The team performs at halftime during football games at the school and other athletic events. Last year, it changed the name from drill team to dance team — to better reflect the trend of gravitating toward studio-style dancing. This year, the officers — three captains and three co-captains — even selected a more lyrical routine.
Grieve’s high expectations for her team have been paying off. Cedar Heights frequently places well at competitions, including several first and second places this school year. On Jan. 29, the girls will leave for Orlando, Fla., to compete in the Universal Dance Association’s National Dance Team Championship. It’s the team’s fourth year of going to nationals, and they are one of two junior highs competing from Washington state — the other is John Sedgwick JH from the South Kitsap School District.
The prestigious event will be televised on ESPN, and participating shows the dancers “they’ve accomplished a lot,” Grieve said.

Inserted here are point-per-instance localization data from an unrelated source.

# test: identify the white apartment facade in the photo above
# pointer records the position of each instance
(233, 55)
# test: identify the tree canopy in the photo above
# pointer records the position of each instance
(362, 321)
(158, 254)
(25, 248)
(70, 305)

Part of their success, Grieve said, is a group of “fantastic parents” and the district staff who support the team and are just as dedicated as the dancers. “It takes every single one of us to make it successful, and also keep it fun,” she said.
The team is a good fit for the girls who are highly competitive, including ninth-grader Hannah Lawrence, one of the three captains. Having never danced before, Lawrence didn’t think she would make the team, but worked really hard for the tryouts, she said. The team is like a family, she said.
“I love to perform. You get this adrenaline rush — you’re the center of attention,” she said. “People are watching you, and you are doing what you love. It’s a lot of pressure, too, you have to put everything out there, your heart and soul.”